Top investors with more than $10tn in assets under management have said they will shun venture capital funds in the year ahead in a worrying signal as the UK tries to get more cash flowing from big investors into start-ups.
In a new survey of 178 top institutional investors by Preqin, some 68 per cent of investors indicated their venture capital [VC] portfolio was overvalued.
Three quarters of those surveyed said they planned to commit less than $50m into VC funds in the next 12 months, in a worrying sign for VCs after a torrid year for fundraising.
The figures signal lingering skittishness over venture capital as an asset class after a plunge in valuations of early-stage companies over the past year.
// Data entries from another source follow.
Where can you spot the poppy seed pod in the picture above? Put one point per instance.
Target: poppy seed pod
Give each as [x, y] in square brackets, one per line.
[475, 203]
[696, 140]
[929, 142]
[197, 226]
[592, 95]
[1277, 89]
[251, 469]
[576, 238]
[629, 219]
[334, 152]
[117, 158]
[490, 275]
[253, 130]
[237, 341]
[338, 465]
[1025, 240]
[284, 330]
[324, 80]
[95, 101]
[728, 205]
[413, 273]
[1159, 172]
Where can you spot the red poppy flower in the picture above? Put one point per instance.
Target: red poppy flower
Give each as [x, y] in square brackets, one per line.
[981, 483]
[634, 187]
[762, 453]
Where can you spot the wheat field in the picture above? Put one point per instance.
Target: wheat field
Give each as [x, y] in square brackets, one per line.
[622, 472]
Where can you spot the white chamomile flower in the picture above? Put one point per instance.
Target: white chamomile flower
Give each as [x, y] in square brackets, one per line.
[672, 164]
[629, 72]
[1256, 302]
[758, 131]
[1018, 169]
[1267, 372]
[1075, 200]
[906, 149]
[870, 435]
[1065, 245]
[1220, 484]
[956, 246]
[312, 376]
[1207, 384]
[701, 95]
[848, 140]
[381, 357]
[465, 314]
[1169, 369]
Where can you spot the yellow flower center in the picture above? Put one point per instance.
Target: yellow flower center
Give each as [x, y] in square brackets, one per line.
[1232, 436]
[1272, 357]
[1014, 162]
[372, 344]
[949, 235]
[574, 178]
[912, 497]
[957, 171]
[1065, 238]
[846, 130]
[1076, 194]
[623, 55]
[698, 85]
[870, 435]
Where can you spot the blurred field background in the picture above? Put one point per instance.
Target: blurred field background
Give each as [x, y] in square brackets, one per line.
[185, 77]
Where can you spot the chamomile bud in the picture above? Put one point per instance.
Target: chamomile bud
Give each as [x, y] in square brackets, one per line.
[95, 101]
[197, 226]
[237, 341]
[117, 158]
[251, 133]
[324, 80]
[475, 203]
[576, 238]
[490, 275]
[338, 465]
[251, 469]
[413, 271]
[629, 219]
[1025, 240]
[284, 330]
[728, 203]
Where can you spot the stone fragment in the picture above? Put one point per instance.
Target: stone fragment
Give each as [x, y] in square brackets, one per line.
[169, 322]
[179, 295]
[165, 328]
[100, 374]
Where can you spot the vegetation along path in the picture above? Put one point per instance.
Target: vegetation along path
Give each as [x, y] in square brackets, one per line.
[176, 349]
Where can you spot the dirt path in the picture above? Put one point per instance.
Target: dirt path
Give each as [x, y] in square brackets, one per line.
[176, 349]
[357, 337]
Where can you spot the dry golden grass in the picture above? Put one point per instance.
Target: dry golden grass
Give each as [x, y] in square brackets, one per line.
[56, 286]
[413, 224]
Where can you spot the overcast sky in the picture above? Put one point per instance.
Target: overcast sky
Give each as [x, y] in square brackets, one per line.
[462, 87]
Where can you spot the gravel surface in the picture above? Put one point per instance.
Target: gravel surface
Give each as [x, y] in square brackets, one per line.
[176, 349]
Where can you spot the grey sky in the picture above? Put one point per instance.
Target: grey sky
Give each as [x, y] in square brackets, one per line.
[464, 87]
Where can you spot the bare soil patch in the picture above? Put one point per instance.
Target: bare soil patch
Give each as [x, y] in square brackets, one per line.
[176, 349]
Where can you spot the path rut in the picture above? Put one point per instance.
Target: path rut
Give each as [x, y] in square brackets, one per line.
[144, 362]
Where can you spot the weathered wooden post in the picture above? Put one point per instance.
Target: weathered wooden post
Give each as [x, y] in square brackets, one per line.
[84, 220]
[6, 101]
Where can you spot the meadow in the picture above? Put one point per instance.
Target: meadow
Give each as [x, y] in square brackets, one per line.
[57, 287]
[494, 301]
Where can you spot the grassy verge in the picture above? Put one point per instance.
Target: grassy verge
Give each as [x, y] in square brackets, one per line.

Funding figures have fallen sharply from a blockbuster 2021 and 2022 as rising interest rates brought a close to a decade of cheap cash fuelling the sector.
Ministers in the UK have launched an offensive in the UK to try and boost the amount of cash flowing into start-ups in the UK, with a group of top investors backing a move to allocate more than five per cent of their assets to unlisted start-ups.
Chancellor Jeremy Hunt has said unlocking the cash will boost “investment in our most promising companies, driving growth in the UK”.
Cameron Joyce, head of private equity at Preqin said the figures in the survey showed investors are still striking a “cautious tone”, although there “may be some light at the end of the tunnel” as investors indicated an uptick in wider investment in private asset classes.
“As confidence starts to grow that we are approaching or have already hit the bottom of the market, investors look set to continue to deploy capital to private assets throughout [the third and fourth quarters],” he added.
Allocations to private assets are set to grow further more broadly, with just five per cent of investors surveyed planning to sell down their private capital allocations in the next 12 months, and over a quarter planning to increase allocations.
Over a third said they planned to ramp up the amount of cash they were investing in private equity.
The number of private equity deals in the UK fell to 689 from 909 last year, with just 327 deals worth £32bn done in the smaller mid-market, where transactions were expected to recover more sharply, according to the latest deal tracker from KPMG.